Businesses and government functions should not be held hostage by a pandemic. They should be able to ask their employees and customers to act prudently to protect themselves and others, which may include providing proof of vaccination.

(Florida’s Gov. Ron DeSantis can pound sand with his ridiculous executive order banning “vaccine passports,” intended to prevent cruise ships requiring booking passengers to have proof of COVID vaccination. It’s as if he’s completely forgotten what happened to cruise passengers last year.)

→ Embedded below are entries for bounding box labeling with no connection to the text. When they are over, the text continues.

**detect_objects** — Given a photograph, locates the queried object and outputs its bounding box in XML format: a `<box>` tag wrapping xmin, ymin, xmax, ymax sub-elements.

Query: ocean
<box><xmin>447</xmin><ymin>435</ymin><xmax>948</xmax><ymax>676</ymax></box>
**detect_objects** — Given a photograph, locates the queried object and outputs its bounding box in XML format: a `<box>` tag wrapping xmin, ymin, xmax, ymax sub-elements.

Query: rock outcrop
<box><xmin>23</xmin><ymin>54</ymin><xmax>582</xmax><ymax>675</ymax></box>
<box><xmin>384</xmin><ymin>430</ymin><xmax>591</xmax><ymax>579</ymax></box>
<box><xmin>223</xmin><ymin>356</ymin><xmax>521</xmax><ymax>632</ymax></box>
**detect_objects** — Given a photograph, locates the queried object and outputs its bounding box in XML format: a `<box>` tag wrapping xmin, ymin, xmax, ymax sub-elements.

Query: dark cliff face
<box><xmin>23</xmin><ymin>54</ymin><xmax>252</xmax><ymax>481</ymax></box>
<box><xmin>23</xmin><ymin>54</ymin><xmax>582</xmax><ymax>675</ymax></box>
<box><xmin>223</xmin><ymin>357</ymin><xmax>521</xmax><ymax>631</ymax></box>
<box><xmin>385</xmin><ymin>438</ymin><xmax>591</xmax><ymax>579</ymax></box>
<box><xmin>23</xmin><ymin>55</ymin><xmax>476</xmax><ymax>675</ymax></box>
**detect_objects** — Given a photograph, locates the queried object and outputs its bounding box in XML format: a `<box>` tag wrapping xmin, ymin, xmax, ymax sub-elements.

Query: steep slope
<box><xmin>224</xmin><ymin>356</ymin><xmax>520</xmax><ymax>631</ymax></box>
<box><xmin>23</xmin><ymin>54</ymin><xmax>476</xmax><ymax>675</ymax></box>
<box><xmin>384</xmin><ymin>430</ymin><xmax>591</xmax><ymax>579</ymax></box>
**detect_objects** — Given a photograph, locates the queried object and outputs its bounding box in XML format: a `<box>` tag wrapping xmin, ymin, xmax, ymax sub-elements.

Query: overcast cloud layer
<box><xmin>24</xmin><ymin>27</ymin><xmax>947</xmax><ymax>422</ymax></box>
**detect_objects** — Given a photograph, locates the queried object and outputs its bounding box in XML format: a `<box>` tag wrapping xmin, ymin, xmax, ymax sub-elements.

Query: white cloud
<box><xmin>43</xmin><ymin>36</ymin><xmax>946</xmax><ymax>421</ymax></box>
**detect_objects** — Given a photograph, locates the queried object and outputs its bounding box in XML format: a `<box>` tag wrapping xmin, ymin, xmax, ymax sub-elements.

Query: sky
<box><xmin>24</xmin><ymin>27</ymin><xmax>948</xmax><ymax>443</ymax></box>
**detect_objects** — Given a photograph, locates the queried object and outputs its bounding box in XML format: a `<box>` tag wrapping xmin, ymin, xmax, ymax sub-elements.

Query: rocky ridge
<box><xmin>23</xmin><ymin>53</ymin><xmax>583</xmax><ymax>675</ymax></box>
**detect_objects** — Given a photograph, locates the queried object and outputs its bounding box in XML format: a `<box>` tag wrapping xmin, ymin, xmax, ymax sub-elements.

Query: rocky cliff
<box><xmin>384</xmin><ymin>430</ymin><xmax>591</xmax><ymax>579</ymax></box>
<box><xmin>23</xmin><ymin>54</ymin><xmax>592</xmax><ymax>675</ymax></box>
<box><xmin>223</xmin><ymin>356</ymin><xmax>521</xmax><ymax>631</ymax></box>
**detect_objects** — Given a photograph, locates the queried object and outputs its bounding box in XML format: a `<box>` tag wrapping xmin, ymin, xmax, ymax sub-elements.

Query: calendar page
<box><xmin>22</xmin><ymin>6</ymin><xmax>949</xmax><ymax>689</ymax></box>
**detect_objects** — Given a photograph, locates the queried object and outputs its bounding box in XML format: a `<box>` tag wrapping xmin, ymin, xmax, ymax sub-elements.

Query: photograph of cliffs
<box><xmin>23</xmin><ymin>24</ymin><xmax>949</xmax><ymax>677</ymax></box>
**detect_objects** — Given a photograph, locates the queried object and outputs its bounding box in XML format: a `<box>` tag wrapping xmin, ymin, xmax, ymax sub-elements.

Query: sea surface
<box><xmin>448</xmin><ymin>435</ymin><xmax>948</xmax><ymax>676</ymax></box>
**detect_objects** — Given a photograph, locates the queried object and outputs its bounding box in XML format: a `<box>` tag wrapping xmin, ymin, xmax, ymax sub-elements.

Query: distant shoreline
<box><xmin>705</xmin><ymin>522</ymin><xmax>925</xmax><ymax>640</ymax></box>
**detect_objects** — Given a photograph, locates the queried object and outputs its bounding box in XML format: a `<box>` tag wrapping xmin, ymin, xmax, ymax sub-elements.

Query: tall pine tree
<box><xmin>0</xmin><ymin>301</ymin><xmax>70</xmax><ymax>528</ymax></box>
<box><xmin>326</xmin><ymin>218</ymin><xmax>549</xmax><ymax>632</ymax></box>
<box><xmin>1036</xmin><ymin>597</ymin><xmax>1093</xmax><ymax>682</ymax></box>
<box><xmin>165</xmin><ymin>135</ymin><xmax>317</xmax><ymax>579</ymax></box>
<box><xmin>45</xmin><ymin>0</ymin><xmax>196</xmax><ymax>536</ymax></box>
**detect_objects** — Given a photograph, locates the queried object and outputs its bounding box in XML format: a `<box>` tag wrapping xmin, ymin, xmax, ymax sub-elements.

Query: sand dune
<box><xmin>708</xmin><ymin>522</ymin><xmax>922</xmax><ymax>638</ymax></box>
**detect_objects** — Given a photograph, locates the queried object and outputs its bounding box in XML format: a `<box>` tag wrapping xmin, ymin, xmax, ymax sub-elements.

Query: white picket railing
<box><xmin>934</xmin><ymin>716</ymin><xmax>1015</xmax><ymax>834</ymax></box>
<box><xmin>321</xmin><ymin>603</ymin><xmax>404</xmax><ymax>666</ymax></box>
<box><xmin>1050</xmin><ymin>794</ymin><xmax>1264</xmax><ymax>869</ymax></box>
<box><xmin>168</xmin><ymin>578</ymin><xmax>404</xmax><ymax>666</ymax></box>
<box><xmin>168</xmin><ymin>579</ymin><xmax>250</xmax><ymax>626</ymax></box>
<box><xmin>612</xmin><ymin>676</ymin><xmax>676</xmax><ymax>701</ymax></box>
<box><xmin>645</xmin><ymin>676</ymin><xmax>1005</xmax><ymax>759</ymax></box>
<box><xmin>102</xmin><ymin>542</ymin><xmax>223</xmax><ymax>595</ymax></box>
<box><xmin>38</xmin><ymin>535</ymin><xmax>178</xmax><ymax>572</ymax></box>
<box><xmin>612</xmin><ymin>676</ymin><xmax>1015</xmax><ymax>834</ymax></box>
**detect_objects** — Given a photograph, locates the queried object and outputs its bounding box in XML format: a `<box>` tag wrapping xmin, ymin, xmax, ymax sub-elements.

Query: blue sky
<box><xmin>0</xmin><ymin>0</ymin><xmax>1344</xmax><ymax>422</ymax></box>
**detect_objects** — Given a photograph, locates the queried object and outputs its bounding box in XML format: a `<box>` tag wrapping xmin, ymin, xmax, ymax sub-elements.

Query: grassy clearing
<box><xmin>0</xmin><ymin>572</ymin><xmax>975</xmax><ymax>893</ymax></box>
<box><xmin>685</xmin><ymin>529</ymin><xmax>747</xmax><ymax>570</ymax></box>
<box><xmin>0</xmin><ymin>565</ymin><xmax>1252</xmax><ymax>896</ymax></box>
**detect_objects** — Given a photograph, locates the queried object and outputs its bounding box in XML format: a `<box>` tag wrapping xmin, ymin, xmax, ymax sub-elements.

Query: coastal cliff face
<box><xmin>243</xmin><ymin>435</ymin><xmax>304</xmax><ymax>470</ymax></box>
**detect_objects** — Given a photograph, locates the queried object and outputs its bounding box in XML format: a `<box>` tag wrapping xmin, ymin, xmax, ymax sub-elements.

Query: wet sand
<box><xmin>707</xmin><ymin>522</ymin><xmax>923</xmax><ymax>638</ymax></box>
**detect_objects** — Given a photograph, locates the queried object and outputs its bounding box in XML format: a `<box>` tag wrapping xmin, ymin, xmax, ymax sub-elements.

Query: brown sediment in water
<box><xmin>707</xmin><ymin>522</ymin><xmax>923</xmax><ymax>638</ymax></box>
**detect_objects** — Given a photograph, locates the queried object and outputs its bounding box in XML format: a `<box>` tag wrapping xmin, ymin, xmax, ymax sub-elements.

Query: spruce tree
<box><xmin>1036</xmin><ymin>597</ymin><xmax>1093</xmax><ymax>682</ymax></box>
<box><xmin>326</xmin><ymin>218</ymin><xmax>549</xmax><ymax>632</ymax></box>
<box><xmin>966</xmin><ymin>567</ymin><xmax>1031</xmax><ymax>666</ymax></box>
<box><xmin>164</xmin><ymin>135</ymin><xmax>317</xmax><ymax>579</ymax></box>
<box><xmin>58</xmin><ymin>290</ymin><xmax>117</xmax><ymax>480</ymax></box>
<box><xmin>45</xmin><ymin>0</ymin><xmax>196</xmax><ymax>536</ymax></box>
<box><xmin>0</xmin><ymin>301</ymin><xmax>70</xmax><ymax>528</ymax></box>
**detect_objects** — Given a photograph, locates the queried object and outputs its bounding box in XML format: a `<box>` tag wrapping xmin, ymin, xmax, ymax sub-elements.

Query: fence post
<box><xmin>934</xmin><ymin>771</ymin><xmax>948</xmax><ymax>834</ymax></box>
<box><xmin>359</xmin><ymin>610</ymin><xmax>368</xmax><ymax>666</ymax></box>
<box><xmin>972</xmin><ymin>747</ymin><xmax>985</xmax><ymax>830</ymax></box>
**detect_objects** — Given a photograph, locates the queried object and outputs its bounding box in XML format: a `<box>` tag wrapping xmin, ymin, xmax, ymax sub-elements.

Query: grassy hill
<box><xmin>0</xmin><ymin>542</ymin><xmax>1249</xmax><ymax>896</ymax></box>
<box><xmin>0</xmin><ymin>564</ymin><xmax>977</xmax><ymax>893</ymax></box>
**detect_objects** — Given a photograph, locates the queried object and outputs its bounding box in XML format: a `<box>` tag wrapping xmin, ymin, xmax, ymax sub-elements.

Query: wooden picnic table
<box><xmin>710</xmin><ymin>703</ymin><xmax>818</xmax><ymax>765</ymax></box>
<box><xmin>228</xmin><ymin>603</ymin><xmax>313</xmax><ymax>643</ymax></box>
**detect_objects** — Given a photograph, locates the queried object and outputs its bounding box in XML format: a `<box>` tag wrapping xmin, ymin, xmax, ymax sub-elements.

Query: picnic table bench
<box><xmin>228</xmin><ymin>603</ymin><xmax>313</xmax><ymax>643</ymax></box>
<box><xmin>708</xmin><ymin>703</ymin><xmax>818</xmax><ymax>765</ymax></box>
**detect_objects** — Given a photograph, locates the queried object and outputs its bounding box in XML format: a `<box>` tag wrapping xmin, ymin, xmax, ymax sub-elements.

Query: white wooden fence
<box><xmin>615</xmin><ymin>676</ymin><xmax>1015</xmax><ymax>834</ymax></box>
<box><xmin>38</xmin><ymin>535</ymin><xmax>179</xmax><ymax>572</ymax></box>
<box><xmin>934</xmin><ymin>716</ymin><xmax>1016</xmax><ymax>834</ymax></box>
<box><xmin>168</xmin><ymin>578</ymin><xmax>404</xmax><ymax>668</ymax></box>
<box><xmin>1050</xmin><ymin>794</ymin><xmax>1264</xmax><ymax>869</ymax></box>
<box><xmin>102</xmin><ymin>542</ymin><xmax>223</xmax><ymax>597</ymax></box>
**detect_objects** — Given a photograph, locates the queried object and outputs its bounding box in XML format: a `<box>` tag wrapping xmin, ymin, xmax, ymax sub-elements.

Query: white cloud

Here’s a more personal example as a business case for required vaccination. My youngest contracted mild food poisoning from a chain restaurant’s takeout, but the first question posed by his employer and co-workers who all work in a facility which tests foods and pharmaceuticals, is whether he really contracted COVID since some symptoms like nausea may be present after infection with SARS-CoV-2. Imagine the repercussions to the supply chain if someone asymptomatic simply went to work in that environment.

My kid is taking the day off and getting tested for COVID to assure their workplace is safe, but imagine this happens again next week to a different employee, and the week after that to yet another. The cost to business and to workers could be staggering when simply requiring vaccination with proof could resolve the challenge.

And your own foods and drugs might also be safer for it.

Fortunately my youngest will be vaccinated soon; my oldest already is as of last week when Michigan opened vaccinations to all ages.

~ 0 ~

As of this morning we have lost 562,007 Americans to COVID – 476 died yesterday, the lowest number of daily deaths since last autumn.

Most of these deaths were not caused by UK variant B.1.1.7 which is now dominant in the US, nor by Brazilian variant P1, nor by South African varian B.1.351, all three of which appear to be more transmissible, and in the case of P1, more deadly, sickening younger people more often, and re-infecting those who already had an earlier strain.

Had we not mitigated the first strains of COVID with a combination of social distancing, mask wearing, increased hygiene, and lockdowns as well as vaccines, we would be on our way to several million dead.

But we are still on our way to that number if people do not continue mitigation measures and get vaccinated. Brazil’s 1,480 deaths yesterday alone, most caused by P1, offers proof.